Without fail, I notice that as everyone keeps talking about how ugly certain parts of their bodies are, a wave of self-doubt washes over the room. The conversation only ends when it eventually grows awkwardly quiet.
There’s something very female-specific about cutting ourselves down this way. When was the last time you saw a group of men sitting around complaining about the size of their thighs? Um, probably never. But with women, kvetching about body parts seems to be as natural as lending each other tampons.

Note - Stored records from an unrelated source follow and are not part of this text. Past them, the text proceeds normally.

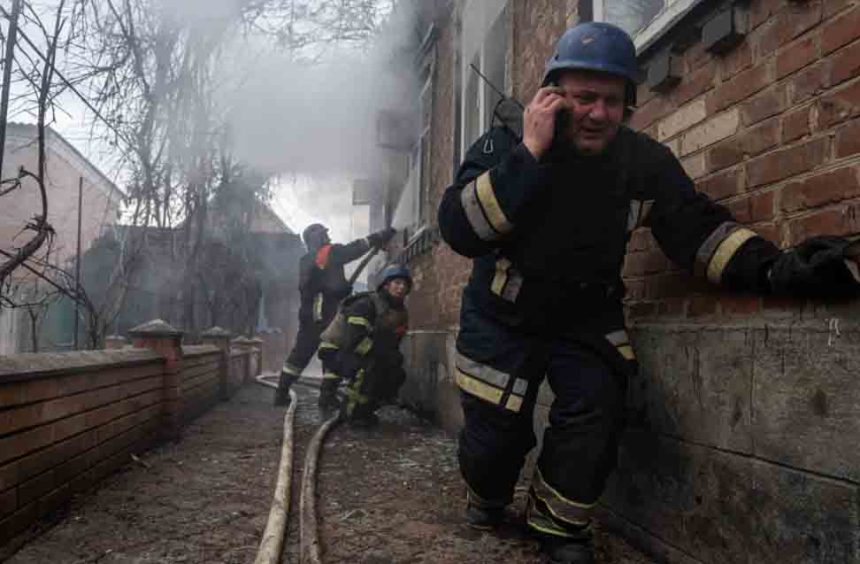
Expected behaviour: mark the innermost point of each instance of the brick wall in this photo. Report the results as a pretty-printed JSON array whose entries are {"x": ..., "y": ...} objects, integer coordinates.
[
  {"x": 770, "y": 130},
  {"x": 744, "y": 419},
  {"x": 67, "y": 420}
]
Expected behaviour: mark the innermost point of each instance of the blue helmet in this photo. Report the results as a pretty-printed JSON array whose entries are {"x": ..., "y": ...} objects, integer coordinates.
[
  {"x": 393, "y": 271},
  {"x": 596, "y": 46},
  {"x": 315, "y": 236}
]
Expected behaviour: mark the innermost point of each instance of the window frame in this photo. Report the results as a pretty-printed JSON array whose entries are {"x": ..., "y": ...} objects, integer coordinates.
[{"x": 656, "y": 28}]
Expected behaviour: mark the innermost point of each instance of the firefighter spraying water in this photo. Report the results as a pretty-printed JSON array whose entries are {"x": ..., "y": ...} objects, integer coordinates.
[{"x": 322, "y": 285}]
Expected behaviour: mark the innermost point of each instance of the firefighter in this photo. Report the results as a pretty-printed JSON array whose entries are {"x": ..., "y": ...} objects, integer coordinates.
[
  {"x": 546, "y": 219},
  {"x": 362, "y": 345},
  {"x": 322, "y": 285}
]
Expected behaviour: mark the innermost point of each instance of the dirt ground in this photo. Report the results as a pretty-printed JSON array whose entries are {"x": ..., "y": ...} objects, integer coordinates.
[
  {"x": 388, "y": 495},
  {"x": 203, "y": 499}
]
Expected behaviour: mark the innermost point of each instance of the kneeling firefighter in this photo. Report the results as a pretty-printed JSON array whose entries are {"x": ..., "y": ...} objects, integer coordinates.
[
  {"x": 362, "y": 345},
  {"x": 322, "y": 285}
]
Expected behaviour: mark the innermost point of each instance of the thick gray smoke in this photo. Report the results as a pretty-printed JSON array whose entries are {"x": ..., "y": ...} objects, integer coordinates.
[{"x": 290, "y": 117}]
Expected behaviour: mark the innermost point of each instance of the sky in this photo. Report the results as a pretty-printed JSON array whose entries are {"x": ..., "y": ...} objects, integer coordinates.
[{"x": 312, "y": 129}]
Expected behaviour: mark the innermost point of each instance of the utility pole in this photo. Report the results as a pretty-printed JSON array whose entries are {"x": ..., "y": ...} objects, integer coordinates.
[
  {"x": 78, "y": 261},
  {"x": 11, "y": 38}
]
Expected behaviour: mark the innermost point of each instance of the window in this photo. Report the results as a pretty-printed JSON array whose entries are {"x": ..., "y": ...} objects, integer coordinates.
[
  {"x": 644, "y": 20},
  {"x": 411, "y": 210},
  {"x": 483, "y": 45}
]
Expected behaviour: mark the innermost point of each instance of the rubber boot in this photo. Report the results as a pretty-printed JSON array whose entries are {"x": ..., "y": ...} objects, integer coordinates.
[
  {"x": 282, "y": 394},
  {"x": 328, "y": 400},
  {"x": 484, "y": 518},
  {"x": 559, "y": 550}
]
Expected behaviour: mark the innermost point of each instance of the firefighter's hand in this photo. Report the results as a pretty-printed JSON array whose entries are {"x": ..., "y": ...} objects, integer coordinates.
[
  {"x": 381, "y": 238},
  {"x": 539, "y": 119},
  {"x": 824, "y": 266}
]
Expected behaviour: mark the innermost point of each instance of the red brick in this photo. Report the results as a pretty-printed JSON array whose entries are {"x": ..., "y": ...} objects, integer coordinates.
[
  {"x": 639, "y": 310},
  {"x": 8, "y": 501},
  {"x": 839, "y": 106},
  {"x": 797, "y": 56},
  {"x": 765, "y": 104},
  {"x": 808, "y": 82},
  {"x": 795, "y": 124},
  {"x": 770, "y": 231},
  {"x": 722, "y": 185},
  {"x": 781, "y": 304},
  {"x": 760, "y": 138},
  {"x": 738, "y": 59},
  {"x": 762, "y": 10},
  {"x": 650, "y": 112},
  {"x": 824, "y": 188},
  {"x": 671, "y": 307},
  {"x": 761, "y": 206},
  {"x": 831, "y": 221},
  {"x": 740, "y": 209},
  {"x": 641, "y": 240},
  {"x": 696, "y": 56},
  {"x": 18, "y": 521},
  {"x": 635, "y": 289},
  {"x": 724, "y": 154},
  {"x": 845, "y": 64},
  {"x": 701, "y": 305},
  {"x": 848, "y": 140},
  {"x": 739, "y": 305},
  {"x": 667, "y": 285},
  {"x": 786, "y": 162},
  {"x": 741, "y": 86},
  {"x": 696, "y": 83},
  {"x": 792, "y": 22},
  {"x": 841, "y": 31},
  {"x": 832, "y": 7}
]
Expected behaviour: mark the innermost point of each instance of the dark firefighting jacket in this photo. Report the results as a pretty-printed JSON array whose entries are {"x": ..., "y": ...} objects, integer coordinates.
[
  {"x": 322, "y": 282},
  {"x": 548, "y": 240},
  {"x": 367, "y": 329}
]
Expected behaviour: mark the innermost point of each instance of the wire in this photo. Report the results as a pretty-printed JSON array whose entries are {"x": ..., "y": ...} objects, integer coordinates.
[{"x": 71, "y": 87}]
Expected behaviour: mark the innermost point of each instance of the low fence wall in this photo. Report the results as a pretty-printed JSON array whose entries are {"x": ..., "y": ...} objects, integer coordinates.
[{"x": 69, "y": 419}]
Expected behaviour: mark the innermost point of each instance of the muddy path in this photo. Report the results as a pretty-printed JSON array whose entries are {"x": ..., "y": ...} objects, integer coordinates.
[{"x": 387, "y": 495}]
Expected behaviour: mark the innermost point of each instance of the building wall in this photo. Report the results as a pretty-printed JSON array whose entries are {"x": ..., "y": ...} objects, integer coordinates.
[
  {"x": 745, "y": 416},
  {"x": 100, "y": 207},
  {"x": 64, "y": 168},
  {"x": 71, "y": 419}
]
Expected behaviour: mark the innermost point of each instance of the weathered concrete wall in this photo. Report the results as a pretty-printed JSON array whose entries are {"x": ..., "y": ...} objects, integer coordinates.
[
  {"x": 430, "y": 387},
  {"x": 67, "y": 420},
  {"x": 745, "y": 418},
  {"x": 742, "y": 443}
]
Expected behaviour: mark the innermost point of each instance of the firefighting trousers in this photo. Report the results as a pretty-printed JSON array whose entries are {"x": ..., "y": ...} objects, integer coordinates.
[
  {"x": 306, "y": 345},
  {"x": 579, "y": 448}
]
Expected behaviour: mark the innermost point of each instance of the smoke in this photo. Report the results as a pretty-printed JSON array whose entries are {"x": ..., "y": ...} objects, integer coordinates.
[{"x": 287, "y": 116}]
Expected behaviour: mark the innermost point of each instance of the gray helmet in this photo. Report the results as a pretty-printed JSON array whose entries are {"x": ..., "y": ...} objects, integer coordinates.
[
  {"x": 315, "y": 236},
  {"x": 393, "y": 271}
]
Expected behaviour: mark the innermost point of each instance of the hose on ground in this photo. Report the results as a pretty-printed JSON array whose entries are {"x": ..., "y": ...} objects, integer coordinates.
[
  {"x": 273, "y": 537},
  {"x": 308, "y": 530}
]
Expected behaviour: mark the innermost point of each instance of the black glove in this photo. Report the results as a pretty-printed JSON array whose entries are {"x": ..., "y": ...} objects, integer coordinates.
[
  {"x": 348, "y": 366},
  {"x": 381, "y": 238},
  {"x": 815, "y": 268}
]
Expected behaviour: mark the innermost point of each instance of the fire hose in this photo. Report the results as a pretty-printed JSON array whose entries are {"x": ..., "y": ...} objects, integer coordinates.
[{"x": 274, "y": 534}]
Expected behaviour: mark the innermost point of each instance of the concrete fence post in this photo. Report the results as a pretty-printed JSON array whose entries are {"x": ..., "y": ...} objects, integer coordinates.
[
  {"x": 221, "y": 339},
  {"x": 113, "y": 342},
  {"x": 257, "y": 344},
  {"x": 246, "y": 346},
  {"x": 166, "y": 341}
]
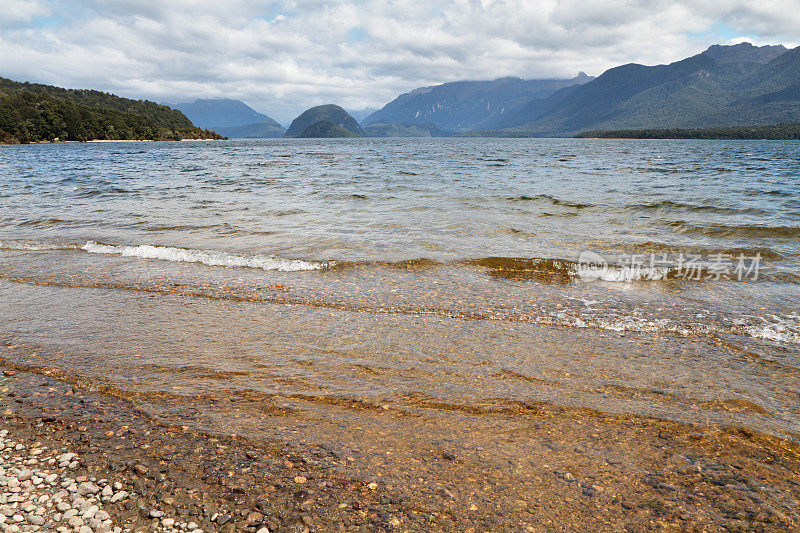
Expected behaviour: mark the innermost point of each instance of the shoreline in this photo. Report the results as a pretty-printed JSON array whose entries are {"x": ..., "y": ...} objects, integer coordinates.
[
  {"x": 111, "y": 141},
  {"x": 657, "y": 474}
]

So the last time that I was with a bunch of my girlfriends and this started to happen, I told them all to shut the hell up. Because as infectious as the insecurity is, the opposite is also true. Whenever I’m hanging out with a woman who isn’t perfect (because really, who is?) but completely owns what she has, I suddenly feel more confident in my skin—large rear and all. Her acceptance of her body, flawed as it may be, reminds me that while none of us got to choose our genes, we can’t change them either. There’s no point in obsessing over the things we hate; bitching and moaning only makes you feel worse. Appreciating yourself for what you are not only makes you feel more confident, but everyone around you, too.

One thought on “Banning Bitchfests”

  1. I was so happy to see this! I think it is so destructive when girls complain to each other about their bodies and appearance. I think it can be especially destructive for dancers. We are all vulnerable in our skin-tight leotards, and it can be really dangerous to start comparing and critiquing our bodies and appearance.